Far From Where

La Galleria Nazionale

Places, direction, reference, border: selected: selected Works from the Schwarz Collection

Far From Where?
Claudio Magris's 1971 novel takes its name from a well-known Jewish parable: a man is about to leave when his friend says to him, "You must be going far." His response, "Far from where?" exemplifies the relativity and universality of the concepts of place, direction, and reference, as well as borders and "heimat" (a German word for a feeling of belonging) for nation and homeland—concepts that have always been latent in the Jewish outlook. It also partly symbolizes the fluidity of coordinates that has characterized our history, which is a concept evoked more generally by the title of the exhibition.
Arturo Schwarz and the "third generation" of Surrealism
This idea is personified by the collector, editor, and patron Arturo Schwarz, a Mizrahi Jew who relocated to Italy following significant political instability, introducing international contemporary art and culture to postwar Milan. There, he promoted exchange with first- and second-generation surrealism from Paris and the United States, which had previously appeared so alien, creating a kind of "third generation" all of its own in the process.

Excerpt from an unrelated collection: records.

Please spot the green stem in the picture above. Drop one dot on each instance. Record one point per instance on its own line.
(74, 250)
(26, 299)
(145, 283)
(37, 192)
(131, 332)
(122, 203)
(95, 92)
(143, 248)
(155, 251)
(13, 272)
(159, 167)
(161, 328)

He introduced Italy to the work of Marcel Duchamp, who was considered the most radical iconoclast of contemporary times, along with that of his crony Man Ray, and the key members of André Breton's first French surrealist circle. The Schwarz donation, which comprises over 400 works, also features Belgian and "Mitteleuropean" ("Middle European") surrealists.

Starting with Duchamp's "readymades," the collection showcases a selection of paintings, graphics, sculpture, photography, collage, and frottage of international provenance.